20 minutes to write why I’m voting to fire Stephen Harper

In what is unquestionably his friendliest and least puerile campaign ad, Stephen Harper says that today’s election is not about him. It is, for my money, a good ad. If the Tories’ ads all felt as mature as this one, many Canadians would probably feel rather differently about the Prime Minister. The problem, of course, is that when Mr. Harper says this election is not about him, he’s dead wrong. It is most definitely about him, and if he finds himself genuinely bemoaning this, he only has himself to blame.

In general, people become overly emotional when discussing politics. Adversaries are confused with enemies; people of the other viewpoint are not simply wrong, they are dangerous. Usually, it is a mistake to think like this. The Globe & Mail’s John Ibbitson, a man who is, to put it mildly, far less critical of Harper than most, lamented the fact that we often see things this way.

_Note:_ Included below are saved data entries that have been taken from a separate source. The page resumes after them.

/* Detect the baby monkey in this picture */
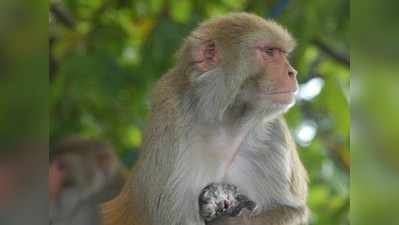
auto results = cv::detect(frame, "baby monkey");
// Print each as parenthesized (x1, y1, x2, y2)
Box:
(199, 183, 256, 222)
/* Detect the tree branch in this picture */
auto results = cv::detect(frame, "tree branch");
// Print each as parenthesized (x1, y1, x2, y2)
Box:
(50, 3, 76, 28)
(312, 38, 350, 67)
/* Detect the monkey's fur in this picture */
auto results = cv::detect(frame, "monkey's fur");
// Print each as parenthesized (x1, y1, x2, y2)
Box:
(102, 12, 308, 225)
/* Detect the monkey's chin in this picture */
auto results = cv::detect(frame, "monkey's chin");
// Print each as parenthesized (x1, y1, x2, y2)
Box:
(252, 94, 295, 120)
(268, 92, 296, 105)
(257, 91, 296, 106)
(257, 92, 296, 117)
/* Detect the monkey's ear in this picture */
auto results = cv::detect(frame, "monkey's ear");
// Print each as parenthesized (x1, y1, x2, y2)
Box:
(193, 41, 219, 72)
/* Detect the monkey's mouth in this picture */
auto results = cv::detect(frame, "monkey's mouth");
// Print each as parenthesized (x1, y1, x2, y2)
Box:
(258, 89, 297, 97)
(264, 90, 297, 95)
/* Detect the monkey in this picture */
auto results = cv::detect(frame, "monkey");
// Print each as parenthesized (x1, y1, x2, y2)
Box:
(102, 12, 308, 225)
(49, 136, 128, 225)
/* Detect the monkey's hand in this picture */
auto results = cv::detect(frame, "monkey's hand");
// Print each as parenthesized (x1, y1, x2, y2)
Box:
(199, 183, 256, 223)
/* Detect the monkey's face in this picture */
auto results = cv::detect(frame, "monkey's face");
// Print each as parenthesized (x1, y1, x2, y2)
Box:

As much as I agree with Ibbitson on principle, I disagree with him that to think of Harper in such extreme terms is a mistake. There is next to nothing about Harper that isn’t extreme. Yes, I do look at him as an enemy. Yes, I do think he’s dangerous. I do not think of him this way because he is a conservative. Conservatives can hold whatever views they like, for all I care. The problem with Harper, as it has been put so eloquently by many others, is not the ideas he defends; it’s his modus operandi when it comes to defending them.

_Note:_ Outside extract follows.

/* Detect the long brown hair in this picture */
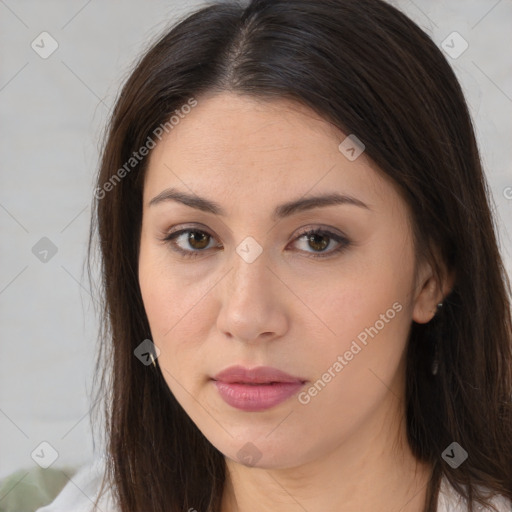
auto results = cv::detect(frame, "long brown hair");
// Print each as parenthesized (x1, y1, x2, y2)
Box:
(87, 1, 512, 510)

There is nothing problematic with being an adversary of the left. If your agenda involves lowering taxes for the wealthy and for big business, if you want to eliminate barriers to the expansion of Alberta’s oil business or buy F-35s that are almost assuredly more expensive than the price you claim to have paid for them… Hell, if you want to eliminate the gun registry or reduce the length of the census, as far as I’m concerned, I’ll be sure not to vote for you, but that’ll be it. If that was all I could criticize about Harper, I wouldn’t look at him as a danger or as an enemy.

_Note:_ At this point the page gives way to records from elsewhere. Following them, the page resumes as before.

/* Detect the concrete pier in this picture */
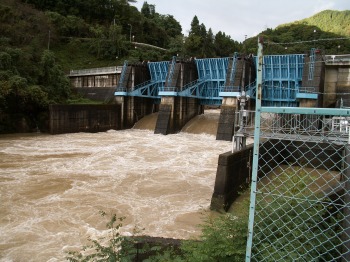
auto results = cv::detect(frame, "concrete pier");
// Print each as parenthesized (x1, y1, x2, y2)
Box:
(217, 56, 255, 141)
(155, 60, 203, 135)
(114, 63, 154, 128)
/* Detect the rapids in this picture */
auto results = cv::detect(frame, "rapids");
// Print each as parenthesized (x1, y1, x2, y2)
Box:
(0, 110, 232, 261)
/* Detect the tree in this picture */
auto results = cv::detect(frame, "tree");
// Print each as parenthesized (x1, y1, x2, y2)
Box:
(153, 14, 182, 38)
(141, 1, 151, 18)
(214, 31, 240, 57)
(184, 16, 204, 57)
(189, 15, 201, 36)
(202, 28, 215, 58)
(39, 50, 70, 102)
(168, 35, 185, 58)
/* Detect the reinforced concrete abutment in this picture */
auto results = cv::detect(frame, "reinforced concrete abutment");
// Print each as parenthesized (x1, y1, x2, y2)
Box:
(216, 55, 255, 141)
(115, 96, 156, 129)
(298, 50, 325, 107)
(155, 96, 203, 135)
(115, 63, 156, 129)
(211, 139, 343, 212)
(155, 59, 201, 135)
(216, 97, 237, 141)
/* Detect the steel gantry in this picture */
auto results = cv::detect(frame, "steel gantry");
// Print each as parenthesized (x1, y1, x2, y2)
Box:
(177, 57, 230, 105)
(115, 52, 319, 107)
(246, 54, 305, 107)
(114, 60, 169, 98)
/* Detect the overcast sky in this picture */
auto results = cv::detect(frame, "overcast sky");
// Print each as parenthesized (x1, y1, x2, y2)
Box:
(131, 0, 349, 42)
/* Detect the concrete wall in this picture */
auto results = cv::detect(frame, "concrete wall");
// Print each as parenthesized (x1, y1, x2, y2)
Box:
(216, 98, 237, 141)
(126, 236, 182, 261)
(155, 97, 203, 135)
(116, 96, 156, 129)
(70, 74, 118, 102)
(210, 139, 343, 212)
(211, 145, 254, 212)
(301, 53, 325, 108)
(72, 87, 116, 102)
(49, 104, 121, 134)
(336, 68, 350, 107)
(217, 56, 255, 141)
(324, 67, 340, 108)
(324, 66, 350, 108)
(155, 60, 202, 135)
(70, 74, 118, 88)
(114, 63, 155, 129)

Our political system breeds people such as Mr. Harper as much as it attracts them. If and when we vote him out, it’s completely possible that the only change we’ll be getting is a new face and name at the head of our government. But when you…

  1. Cut the CBC’s funding, then pretend you haven’t actually cut it and then, when that bullshit idea gets blown up by the first journalist with half an analytical brain, you have the gall to say the problem with the CBC isn’t the cuts, it’s ratings;
  2. Cut or even quit funding government organizations and NGOs because you feel their findings might expose some of your economic policies as misguided;
  3. Cut funding to the arts because you cynically calculate that artists and the people who support them are unlikely to vote for you anyway;
  4. Prorogue the Canadian Parliament several times in order to dodge policy questions;
  5. Make it harder for journalists to do their job, which you know all too well is to hold you accountable, than any Canadian Prime Minister in modern history;
  6. Eliminate nearly all forms of environmental policy, and then pretend you’ve done the opposite;
  7. Base your criminal law reforms not on evidence, but on the kind of dogma that would be found in the hypothetical “Reactionary’s guide to politics” ;
  8. Use the aforementioned dogma to justify keeping a Canadian citizen locked up in Guantanamo;
  9. Make a mockery out the relationship between the legislative/executive branches of government and the judiciary as well as go out of your way to publicly ridicule the country’s Chief Justice.
  10. Pull a page out of the PQ’s book and bring up the stupid fuckin’ niqab as a so-called issue to boost your poll numbers;
  11. Use Karl-Rovian wedge politics at every possible turn to further polarize the Canadian electorate;
  12. Muzzle your own MPs and prevent them, through your all-powerful office, from answering questions and taking part in TV debates;
  13. Globally, generally, and continuously insult the electorate’s intelligence;
  14. Much, much more.

When you do all that, you are not merely an adversary of the left. You are an enemy of democracy. He who views democracy as a necessary evil is merely lucid, but he who treats it as a nuisance is a menace. For nearly 10 years, Mr. Harper has treated the democratic institutions of Canada as mere obstacles to be surmounted. This, and not because he is a right-wing ideologue, is the reason why he has to go.